Abstract:
Given data from some experiment, inferring information from
the underlying distribution is of prime importance, and has been
extensively studied. However, due to the huge size of the data,
traditional methods are often no longer applicable. Thus new tools and
techniques are being developed for inferring useful information from
large amounts of data. This thesis makes progress in this direction.
The primary goal is to design efficient randomized algorithms aka.

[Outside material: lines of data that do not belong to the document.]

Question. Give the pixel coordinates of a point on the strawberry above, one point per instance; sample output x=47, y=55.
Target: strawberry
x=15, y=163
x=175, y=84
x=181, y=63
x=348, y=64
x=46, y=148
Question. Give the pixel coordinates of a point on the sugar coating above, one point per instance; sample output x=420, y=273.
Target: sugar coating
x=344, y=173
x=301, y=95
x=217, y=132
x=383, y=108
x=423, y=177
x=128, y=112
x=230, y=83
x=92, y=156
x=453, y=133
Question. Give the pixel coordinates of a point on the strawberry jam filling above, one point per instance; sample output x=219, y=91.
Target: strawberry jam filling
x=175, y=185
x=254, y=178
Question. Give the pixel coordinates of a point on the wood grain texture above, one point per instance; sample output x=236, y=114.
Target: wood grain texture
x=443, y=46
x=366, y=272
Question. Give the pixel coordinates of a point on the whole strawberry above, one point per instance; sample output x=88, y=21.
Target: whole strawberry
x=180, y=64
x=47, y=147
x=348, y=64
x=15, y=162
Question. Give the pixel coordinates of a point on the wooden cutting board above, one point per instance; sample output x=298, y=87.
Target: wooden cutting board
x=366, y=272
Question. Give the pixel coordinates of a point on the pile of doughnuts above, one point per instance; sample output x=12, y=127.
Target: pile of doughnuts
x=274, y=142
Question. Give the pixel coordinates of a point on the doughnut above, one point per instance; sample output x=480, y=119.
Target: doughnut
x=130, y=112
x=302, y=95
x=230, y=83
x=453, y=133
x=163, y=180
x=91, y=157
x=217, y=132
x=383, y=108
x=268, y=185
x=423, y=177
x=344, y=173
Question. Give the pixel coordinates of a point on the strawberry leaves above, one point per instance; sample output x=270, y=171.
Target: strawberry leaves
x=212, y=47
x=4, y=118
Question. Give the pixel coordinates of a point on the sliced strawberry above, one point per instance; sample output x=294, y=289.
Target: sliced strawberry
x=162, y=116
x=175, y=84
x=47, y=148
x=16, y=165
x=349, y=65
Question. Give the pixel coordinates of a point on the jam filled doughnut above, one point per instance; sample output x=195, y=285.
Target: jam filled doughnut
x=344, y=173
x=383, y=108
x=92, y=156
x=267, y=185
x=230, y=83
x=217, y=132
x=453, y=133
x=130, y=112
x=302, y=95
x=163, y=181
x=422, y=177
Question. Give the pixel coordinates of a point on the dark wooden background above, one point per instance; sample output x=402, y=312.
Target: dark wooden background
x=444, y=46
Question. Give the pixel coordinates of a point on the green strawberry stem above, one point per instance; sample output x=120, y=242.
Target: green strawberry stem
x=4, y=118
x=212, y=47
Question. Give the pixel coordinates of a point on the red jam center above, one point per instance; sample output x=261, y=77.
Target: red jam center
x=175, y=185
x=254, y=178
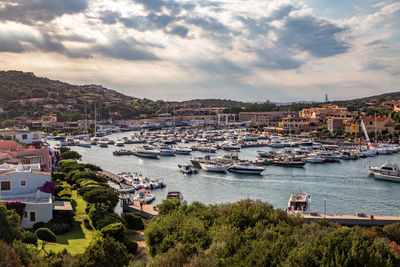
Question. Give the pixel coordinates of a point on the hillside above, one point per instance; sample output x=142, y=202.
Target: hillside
x=24, y=94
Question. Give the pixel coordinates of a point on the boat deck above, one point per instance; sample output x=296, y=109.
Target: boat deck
x=354, y=220
x=147, y=212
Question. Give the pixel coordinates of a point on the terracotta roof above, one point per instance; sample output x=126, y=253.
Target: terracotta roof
x=372, y=119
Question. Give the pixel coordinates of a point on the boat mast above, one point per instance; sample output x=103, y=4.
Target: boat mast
x=95, y=121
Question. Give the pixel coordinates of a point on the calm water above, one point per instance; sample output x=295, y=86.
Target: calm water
x=346, y=186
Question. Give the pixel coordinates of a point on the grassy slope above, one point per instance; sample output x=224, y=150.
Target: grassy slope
x=78, y=239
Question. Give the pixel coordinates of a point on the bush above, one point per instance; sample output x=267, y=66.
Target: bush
x=29, y=238
x=393, y=232
x=102, y=195
x=58, y=176
x=108, y=219
x=71, y=155
x=133, y=221
x=87, y=225
x=38, y=225
x=131, y=246
x=115, y=230
x=59, y=228
x=46, y=234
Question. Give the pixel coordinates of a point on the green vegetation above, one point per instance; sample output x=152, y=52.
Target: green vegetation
x=252, y=233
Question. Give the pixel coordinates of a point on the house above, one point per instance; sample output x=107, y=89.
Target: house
x=11, y=152
x=20, y=184
x=269, y=118
x=23, y=135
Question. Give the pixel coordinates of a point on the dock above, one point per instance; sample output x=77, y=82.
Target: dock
x=148, y=211
x=355, y=220
x=115, y=179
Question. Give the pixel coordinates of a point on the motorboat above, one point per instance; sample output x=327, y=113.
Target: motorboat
x=197, y=160
x=288, y=162
x=299, y=203
x=146, y=153
x=176, y=195
x=314, y=158
x=166, y=151
x=182, y=150
x=144, y=195
x=246, y=168
x=388, y=171
x=213, y=167
x=119, y=142
x=122, y=152
x=187, y=169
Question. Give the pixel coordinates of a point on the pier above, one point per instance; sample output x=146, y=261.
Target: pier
x=355, y=220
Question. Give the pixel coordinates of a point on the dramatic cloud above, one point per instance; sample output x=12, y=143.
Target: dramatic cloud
x=250, y=49
x=32, y=11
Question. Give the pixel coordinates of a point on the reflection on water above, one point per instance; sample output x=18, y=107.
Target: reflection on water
x=347, y=186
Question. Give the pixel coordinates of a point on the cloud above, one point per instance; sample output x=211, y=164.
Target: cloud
x=317, y=36
x=181, y=31
x=32, y=11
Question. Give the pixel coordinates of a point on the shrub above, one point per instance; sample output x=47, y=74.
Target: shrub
x=109, y=219
x=131, y=246
x=29, y=238
x=59, y=228
x=115, y=230
x=38, y=225
x=58, y=176
x=87, y=225
x=393, y=232
x=102, y=195
x=104, y=252
x=65, y=193
x=46, y=234
x=71, y=155
x=133, y=221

testers that can distinguish whether a given unknown object is
"close'' or "far'' from a property of interest with as few accesses as
possible. This is referred to as distribution testing when the unknown
object is a probability distribution, and graph property testing when
it is a graph. The minimum number of samples required to decide a
property in distribution testing is referred to as sample complexity,
while in graph property testing, it is referred to as query
complexity.
In this thesis, we study several fundamental problems in distribution
and graph property testing such as (i) Can one design a tolerant
tester for any distribution property with only black-box access to a
non-tolerant tester? (ii) Does there exist distribution properties
with global structure that can be learnt efficiently? (iii) the role
of adaptivity in distribution testing, and tolerant testing for (iv)

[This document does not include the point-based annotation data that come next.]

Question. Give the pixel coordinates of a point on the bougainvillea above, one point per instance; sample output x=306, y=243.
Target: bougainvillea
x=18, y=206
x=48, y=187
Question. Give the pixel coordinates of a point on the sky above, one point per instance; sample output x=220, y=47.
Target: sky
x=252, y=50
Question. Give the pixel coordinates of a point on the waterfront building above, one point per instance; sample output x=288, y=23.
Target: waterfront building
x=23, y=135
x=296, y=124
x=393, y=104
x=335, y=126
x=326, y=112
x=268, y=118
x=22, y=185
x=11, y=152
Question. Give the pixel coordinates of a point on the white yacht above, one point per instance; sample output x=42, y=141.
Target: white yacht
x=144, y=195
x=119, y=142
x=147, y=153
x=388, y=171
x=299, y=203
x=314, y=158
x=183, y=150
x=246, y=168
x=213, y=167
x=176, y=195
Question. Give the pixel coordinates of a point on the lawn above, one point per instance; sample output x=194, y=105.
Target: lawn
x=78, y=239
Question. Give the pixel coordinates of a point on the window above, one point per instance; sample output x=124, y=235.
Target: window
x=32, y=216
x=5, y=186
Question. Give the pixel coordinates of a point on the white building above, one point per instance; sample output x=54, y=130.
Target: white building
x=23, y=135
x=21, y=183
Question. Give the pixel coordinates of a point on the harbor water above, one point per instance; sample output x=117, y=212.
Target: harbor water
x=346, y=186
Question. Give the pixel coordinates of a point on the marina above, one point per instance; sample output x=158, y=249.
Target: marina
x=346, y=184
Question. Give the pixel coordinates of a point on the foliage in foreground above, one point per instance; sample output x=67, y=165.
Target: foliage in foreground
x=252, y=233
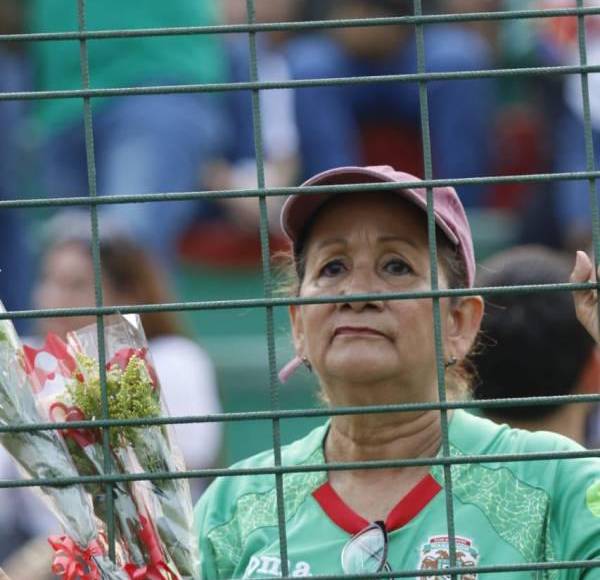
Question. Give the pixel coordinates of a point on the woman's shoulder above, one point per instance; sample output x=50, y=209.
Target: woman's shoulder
x=474, y=434
x=304, y=451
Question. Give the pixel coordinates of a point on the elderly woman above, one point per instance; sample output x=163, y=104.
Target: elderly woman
x=378, y=352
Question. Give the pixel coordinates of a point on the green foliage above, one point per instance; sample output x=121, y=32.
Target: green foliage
x=131, y=395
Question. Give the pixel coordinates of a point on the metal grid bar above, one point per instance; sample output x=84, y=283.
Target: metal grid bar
x=301, y=26
x=268, y=302
x=268, y=291
x=92, y=186
x=440, y=356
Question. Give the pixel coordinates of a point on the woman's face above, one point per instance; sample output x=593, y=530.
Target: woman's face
x=375, y=243
x=67, y=281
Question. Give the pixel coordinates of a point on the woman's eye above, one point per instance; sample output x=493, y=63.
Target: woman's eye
x=397, y=267
x=333, y=268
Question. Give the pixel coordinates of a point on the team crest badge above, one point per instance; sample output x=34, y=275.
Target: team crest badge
x=435, y=555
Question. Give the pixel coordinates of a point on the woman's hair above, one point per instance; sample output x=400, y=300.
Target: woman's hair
x=522, y=356
x=459, y=376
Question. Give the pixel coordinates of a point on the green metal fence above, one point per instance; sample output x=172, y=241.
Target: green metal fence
x=267, y=302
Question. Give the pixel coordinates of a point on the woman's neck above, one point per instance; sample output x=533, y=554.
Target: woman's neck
x=373, y=493
x=383, y=436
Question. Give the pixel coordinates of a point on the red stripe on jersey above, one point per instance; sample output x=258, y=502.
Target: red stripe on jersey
x=403, y=512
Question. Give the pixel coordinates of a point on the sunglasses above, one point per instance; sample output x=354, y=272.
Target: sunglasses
x=366, y=551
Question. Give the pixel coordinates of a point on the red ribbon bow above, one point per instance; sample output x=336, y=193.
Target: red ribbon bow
x=157, y=569
x=73, y=563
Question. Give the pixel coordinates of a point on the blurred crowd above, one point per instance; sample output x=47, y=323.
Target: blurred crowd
x=188, y=141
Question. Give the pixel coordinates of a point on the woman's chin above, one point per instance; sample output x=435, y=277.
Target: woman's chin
x=361, y=369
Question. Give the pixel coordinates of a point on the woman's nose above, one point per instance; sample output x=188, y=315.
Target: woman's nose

graph isomorphism and (v) bipartiteness.
The results of the thesis are divided into three parts. In the first
part, we study the connection between the sample complexities of
non-tolerant and tolerant testing of distributions and prove a tight
quadratic gap for label-invariant (symmetric) properties, while
providing lower bounds for non-concentrated properties. We also
present an algorithm that can learn a concentrated distribution even
when its support set is unknown apriori.
In the second part, we investigate problems (ii) and (iii) in huge
object model, where distributions are defined over n-dimensional
Hamming cube and the tester obtains n-bit strings as samples. Since
reading the string in its entirety may not be feasible for large n,
the tester has query access to the sampled strings. We define the
notion of index-invariant properties, properties that are invariant
under the permutations of the indices {1,......,n} and prove that any
index-invariant property whose VC-dimension is bounded has a tester
whose query complexity is independent of n and depends only on
VC-dimension. Moreover, the dependencies of sample and query
complexities of our tester on the VC-dimension are tight. We also
study the power of adaptiveness in this model and prove a tight
quadratic separation between query complexities of adaptive and
non-adaptive testers for index-invariant properties, compared to tight
exponential separation for its non-index-invariant counterpart.

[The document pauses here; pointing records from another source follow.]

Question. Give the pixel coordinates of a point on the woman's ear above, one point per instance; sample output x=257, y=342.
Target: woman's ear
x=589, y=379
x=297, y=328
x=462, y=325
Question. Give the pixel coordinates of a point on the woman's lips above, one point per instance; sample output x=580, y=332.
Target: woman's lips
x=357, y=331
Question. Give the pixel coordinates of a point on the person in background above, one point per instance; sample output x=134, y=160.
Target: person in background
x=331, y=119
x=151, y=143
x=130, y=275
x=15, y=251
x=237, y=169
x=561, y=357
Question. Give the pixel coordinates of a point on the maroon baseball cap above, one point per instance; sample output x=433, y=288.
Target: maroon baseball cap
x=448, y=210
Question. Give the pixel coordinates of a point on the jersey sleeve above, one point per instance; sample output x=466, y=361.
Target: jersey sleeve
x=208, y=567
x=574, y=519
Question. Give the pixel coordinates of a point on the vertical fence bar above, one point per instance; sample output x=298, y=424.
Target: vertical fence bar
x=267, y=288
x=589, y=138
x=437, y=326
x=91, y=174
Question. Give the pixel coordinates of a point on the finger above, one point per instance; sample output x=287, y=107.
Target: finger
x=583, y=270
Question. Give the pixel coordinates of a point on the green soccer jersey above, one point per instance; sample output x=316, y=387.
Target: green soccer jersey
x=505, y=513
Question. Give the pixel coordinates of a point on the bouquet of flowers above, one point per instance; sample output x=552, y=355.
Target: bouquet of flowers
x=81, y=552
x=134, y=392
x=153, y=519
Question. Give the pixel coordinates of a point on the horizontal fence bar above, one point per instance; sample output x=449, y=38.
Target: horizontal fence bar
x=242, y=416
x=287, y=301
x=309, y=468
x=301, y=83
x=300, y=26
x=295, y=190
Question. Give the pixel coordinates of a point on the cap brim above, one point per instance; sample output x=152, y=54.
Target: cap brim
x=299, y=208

In the third part, we study property testing of dense graphs and give
positive answers to problems (iv) and (v). We prove that tolerant
graph isomorphism testing is equivalent to the problem of estimating
the Earth Mover Distance of two distributions, constructed from the
graphs. Moreover, our equivalence proof is model independent. Finally
we design a tester for tolerant bipartiteness testing whose query and
time complexities are significantly better compared to previous works.